We are pleased to present the Faculty of Law’s Strategic Plan from 2022-2025 approved by our Faculty Council in August 2022.

The Plan builds on earlier strategic plans, curricular innovation reports and clinical program studies, and develops values and principles to assist our progression in the coming years and will help frame the environment in which students, faculty, staff, alumni and community partners work, study and learn.

Proud of our Alumni

For more than 100 years, graduates of the UM Faculty of Law made great achievements in their careers, using their educations to make a difference in the lives of so many. In the classroom, emphasis is on the legal challenges facing society and the modern legal profession. We seek to educate leaders who promote social justice and progress through economy and human rights, with emphasis on training members of the legal profession who will serve the public good.

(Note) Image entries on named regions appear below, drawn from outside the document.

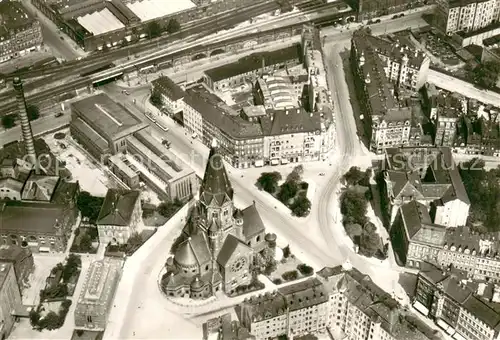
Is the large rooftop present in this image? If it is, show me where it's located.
[0,0,34,37]
[205,44,301,82]
[76,8,125,35]
[71,93,147,140]
[126,0,196,21]
[0,201,65,234]
[76,258,121,304]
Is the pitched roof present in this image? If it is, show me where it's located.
[241,204,265,240]
[174,233,212,266]
[96,189,141,226]
[153,76,186,100]
[21,171,60,202]
[217,234,251,267]
[400,200,446,246]
[200,142,234,205]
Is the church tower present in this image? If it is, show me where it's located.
[200,140,234,231]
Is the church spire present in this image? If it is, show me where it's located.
[200,139,233,206]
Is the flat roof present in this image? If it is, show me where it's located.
[127,0,196,21]
[0,201,64,234]
[76,258,121,306]
[205,44,301,82]
[71,118,109,151]
[71,93,148,140]
[0,261,12,288]
[76,8,125,35]
[0,0,34,36]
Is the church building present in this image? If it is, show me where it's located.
[162,141,266,299]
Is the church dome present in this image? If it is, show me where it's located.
[234,209,243,219]
[191,276,203,289]
[175,238,198,267]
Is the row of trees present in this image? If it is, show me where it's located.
[256,165,311,217]
[460,159,500,232]
[2,104,40,129]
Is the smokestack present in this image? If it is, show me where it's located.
[13,77,38,168]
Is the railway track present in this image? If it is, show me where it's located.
[0,1,279,81]
[0,0,348,116]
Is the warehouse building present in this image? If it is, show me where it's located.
[70,94,198,200]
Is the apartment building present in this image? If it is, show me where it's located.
[237,264,437,340]
[152,77,185,115]
[351,29,429,153]
[413,263,500,340]
[238,278,329,339]
[0,261,22,339]
[152,77,335,168]
[384,147,470,228]
[74,257,123,331]
[96,189,144,244]
[0,0,43,62]
[436,0,500,34]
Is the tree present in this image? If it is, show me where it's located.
[167,19,181,34]
[157,201,182,218]
[359,223,380,257]
[26,104,40,121]
[78,234,92,252]
[2,115,16,129]
[286,165,304,182]
[283,245,292,259]
[344,223,363,239]
[342,166,364,186]
[146,20,164,39]
[150,90,163,107]
[340,190,367,224]
[62,254,82,282]
[290,195,311,217]
[127,232,142,246]
[278,181,299,204]
[30,308,40,327]
[76,191,104,224]
[256,171,281,194]
[472,61,500,89]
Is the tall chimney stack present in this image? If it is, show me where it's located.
[13,77,38,168]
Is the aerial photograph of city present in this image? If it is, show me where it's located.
[0,0,500,340]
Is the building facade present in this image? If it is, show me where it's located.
[413,263,500,340]
[0,0,43,62]
[0,261,22,339]
[0,244,35,289]
[351,30,429,153]
[96,189,144,244]
[237,264,438,340]
[436,0,500,34]
[74,258,123,331]
[161,140,267,299]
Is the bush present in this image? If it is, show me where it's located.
[2,115,16,129]
[255,171,281,194]
[297,263,314,276]
[283,245,292,259]
[76,191,104,224]
[281,270,299,281]
[290,195,311,217]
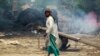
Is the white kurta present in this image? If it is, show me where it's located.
[46,16,61,48]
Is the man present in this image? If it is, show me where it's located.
[45,9,61,56]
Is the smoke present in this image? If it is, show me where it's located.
[0,0,100,34]
[19,0,99,34]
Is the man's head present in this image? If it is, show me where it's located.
[45,9,51,17]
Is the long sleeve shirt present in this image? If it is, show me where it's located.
[46,16,61,48]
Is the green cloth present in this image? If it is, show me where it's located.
[47,34,59,56]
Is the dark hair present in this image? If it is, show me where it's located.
[45,9,51,14]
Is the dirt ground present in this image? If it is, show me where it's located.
[0,36,100,56]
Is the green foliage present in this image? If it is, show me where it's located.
[77,0,100,14]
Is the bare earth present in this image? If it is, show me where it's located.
[0,36,100,56]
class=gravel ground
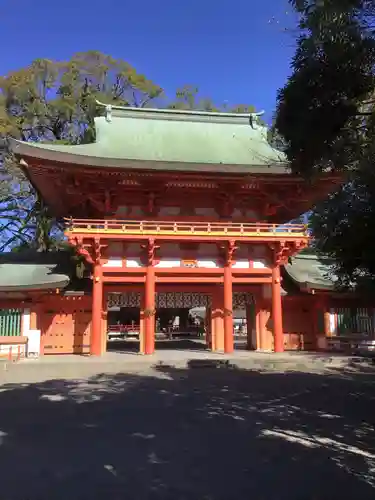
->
[0,360,375,500]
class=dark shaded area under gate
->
[0,361,375,500]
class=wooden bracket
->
[141,238,160,266]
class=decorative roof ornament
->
[105,104,112,123]
[249,111,264,130]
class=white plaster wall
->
[329,309,337,335]
[262,284,272,299]
[126,257,142,267]
[159,207,180,217]
[103,257,122,267]
[21,309,31,336]
[232,260,250,269]
[197,243,218,260]
[197,260,219,269]
[27,330,41,356]
[195,207,217,218]
[253,260,267,269]
[0,344,26,358]
[155,259,181,268]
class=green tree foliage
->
[0,51,162,251]
[274,0,375,284]
[0,51,264,251]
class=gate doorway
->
[106,292,141,353]
[106,291,257,353]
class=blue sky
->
[0,0,300,122]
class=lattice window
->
[0,309,22,337]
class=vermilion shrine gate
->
[12,106,338,355]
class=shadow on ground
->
[0,360,375,500]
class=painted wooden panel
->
[41,297,92,354]
[0,309,22,337]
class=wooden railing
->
[65,219,308,238]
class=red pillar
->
[272,265,284,352]
[90,263,103,356]
[144,265,155,354]
[224,264,234,354]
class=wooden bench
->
[0,335,28,361]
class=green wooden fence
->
[336,307,374,337]
[0,309,22,337]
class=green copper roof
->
[285,254,337,290]
[11,100,288,174]
[0,252,70,292]
[0,264,69,292]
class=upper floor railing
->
[65,219,308,238]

Robson Hall Community achievements

Our students have opportunities to study with accomplished professors whose works are widely published in leading journals, boasting national and international standing, with research clusters focusing on Immigration and Criminal law. Along with endowed research Chairs devoted to Private Enterprise as well as International Business and Trade law, our award-winning professors engage in tri-council-supported research aimed at finding solutions to real problems faced by Canadians today in areas including Indigenous, Family, Health, and Human Rights Law.

Our History

Legal education in Manitoba started in 1877, when the Law Society of Manitoba introduced an articling system and examinations protocols aimed at encouraging local Manitoba residents to pursue legal careers. Prior to that date, most lawyers in Manitoba had trained at Osgoode Hall Law School in Toronto, or in Europe. In 1914, Hugh Amos Robson, then a judge on the Court of King's Bench and Esten Kenneth Williams, a young lawyer at the time, worked together to create the Manitoba Law School, with the intention of modelling it after Osgoode Hall, from which Williams had recently graduated. Sponsored by the Law Society of Manitoba and the University of Manitoba, the Manitoba Law School was formally created in the summer of 1914.